問題のあるクエリまたはセッションがプロセスID(pid)を使用して特定されたら、PostgreSQLはそれを管理するための2つの関数を提供します。

pg_cancel_backendによるクエリのキャンセル

この関数は、特定のクエリの実行を正常に停止しようとします。セッション自体は接続されたままで、将来のクエリに使用できます。

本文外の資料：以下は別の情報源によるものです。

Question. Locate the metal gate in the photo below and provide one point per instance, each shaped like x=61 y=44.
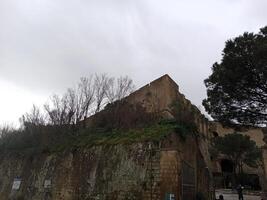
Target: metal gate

-- 例:PID 12345で実行中のクエリをキャンセル
SELECT pg_cancel_backend(12345);

pg_terminate_backendによるセッションの終了

この関数は、サーバーからバックエンドプロセスを強制的に切断します。セッションがトランザクションの途中だった場合、PostgreSQLは自動的にトランザクションをロールバックします。

-- 例:PID 54321のセッションを強制終了
SELECT pg_terminate_backend(54321);

セッションが単に悪いクエリを実行しているだけの場合は、最初にpg_cancel_backendを試してください。スタックしている、放棄されている、または正常にクリーンアップできないオープントランザクションを保持しているセッションには、pg_terminate_backendを使用してください。大規模なトランザクションのロールバックには時間がかかり、I/O負荷が増加する可能性があるため、意図的に実行してください。

監視のベストプラクティス

積極的にフィルタリングする

本番環境でのデフォルトの習慣として、SELECT * FROM pg_stat_activityを避けてください。出力はノイズが多く、アプリケーションがバインドパラメータの代わりにリテラルを送信する場合、queryテキストが機密値を公開する可能性があります。必要なカラムのみを選択し、statedatnameapplication_name、または実行時間でフィルタリングしてください。

自動監視にツールを使用する

手動チェックはインシデント時に役立ちますが、傾向は監視に任せるべきです。PostgreSQLダッシュボードで、アクティブセッション、待機セッション、長時間トランザクション、およびidle in transactionの数を追跡してください。

ステートメントロギングを構成する

リアルタイム監視と履歴データを組み合わせます。log_min_duration_statementなどのパラメータを構成して、特定のしきい値を超えるクエリをログに記録し、クエリの実行が終了した後でも分析用のデータを提供します。

まとめ

3つの保存チェックを用意しておきましょう。実行時間順のアクティブクエリ、トランザクション経過時間順のアイドルトランザクション、およびブロッカーを含むブロックされたセッションです。PostgreSQLが遅いと感じたとき、これらのビューは、SQLをチューニングするか、トランザクション処理を修正するか、ブロックしているセッションをクリアするかを教えてくれます。